Methods and Patients:
Forty patients were included in our study of single-lobe technique for HoLEP between December 2014 and July 2016. All procedures were done by a single surgeon (A.D.B.) who had vast experience of >2000 cases. Average volume of prostate in our study was 79.82 cc (35–195 cc). All patients were evaluated preoperatively by International Prostate Symptom Score (IPSS), uroflowmetry, sonography of prostate and urinary tract for prostate volume and postvoid residual volume estimation, prostate-specific antigen and quality of life score. Postprocedure follow-up was done at 1 month, 3 months, 6 months, and 1 year.
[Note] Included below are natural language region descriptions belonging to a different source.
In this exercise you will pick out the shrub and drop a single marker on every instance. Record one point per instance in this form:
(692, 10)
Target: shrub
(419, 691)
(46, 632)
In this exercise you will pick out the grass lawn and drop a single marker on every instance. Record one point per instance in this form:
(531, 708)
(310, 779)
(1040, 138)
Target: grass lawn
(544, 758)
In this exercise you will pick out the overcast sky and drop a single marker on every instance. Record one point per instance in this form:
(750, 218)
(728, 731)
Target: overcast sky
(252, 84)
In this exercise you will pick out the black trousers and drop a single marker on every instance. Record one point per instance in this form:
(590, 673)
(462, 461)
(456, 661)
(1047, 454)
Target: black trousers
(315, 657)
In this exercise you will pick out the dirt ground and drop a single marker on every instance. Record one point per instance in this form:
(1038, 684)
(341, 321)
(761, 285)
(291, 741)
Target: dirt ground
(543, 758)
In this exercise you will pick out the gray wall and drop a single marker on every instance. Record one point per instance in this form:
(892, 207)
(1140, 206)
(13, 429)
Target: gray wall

Procedure was done by 550 µm quartz fiber, 100 W holmium-YAG laser (Lumenis) at the settings of 2 J × 40 Hz frequency and 26 F Karl Storz continuous irrigation resectoscope set. Morcellation of enucleated adenoma was done by Wolf morcellator. Procedure was divided into four steps: (1) apical lobe enucleation around verumontanum, (2) incision at 12 o'clock and defining anterior capsule, (3) lateral lobe enucleation, and (4) peeling off adenoma from bladder neck and “en bloc” enucleation.
Results:
Mean enucleation time for the prostate was 30.88 minutes (10–80 minutes) and estimated blood loss during the procedure was 49 mL (16–350 mL). Mean catheterization time was 45.25 hours and mean hospital stay was 47.65 hours. None of the patients required blood transfusion. Only one patient needed two-stage procedure. Clavien grade 1 complications were seen in five patients, grade 2 in three, and one patient needed prolonged irrigation for intermittent hematuria. Four patients had transient (<2 weeks) stress urinary incontinence. Two patients needed cystoscopy+visual dilatation of membranous urethral stricture. Significant improvement in IPSS, Qmax, and QoL was seen on follow-up of 3, 6, and 12 months.
Conclusions:
HoLEP significantly relieves obstructive changes occurring because of BPH. Modifying technique of enucleation to single lobe helps in reducing operative time of enucleation. One may argue that vast experience of our operating surgeon (A.D.B.) may have contributed to lower morbidity in our study. We hypothesize that our simplified technique described in four steps can become useful in reducing the learning curve. Single-lobe technique with early recognition of important landmarks and repeating same steps for all sizes of prostate can ease the learning of this wonderful procedure.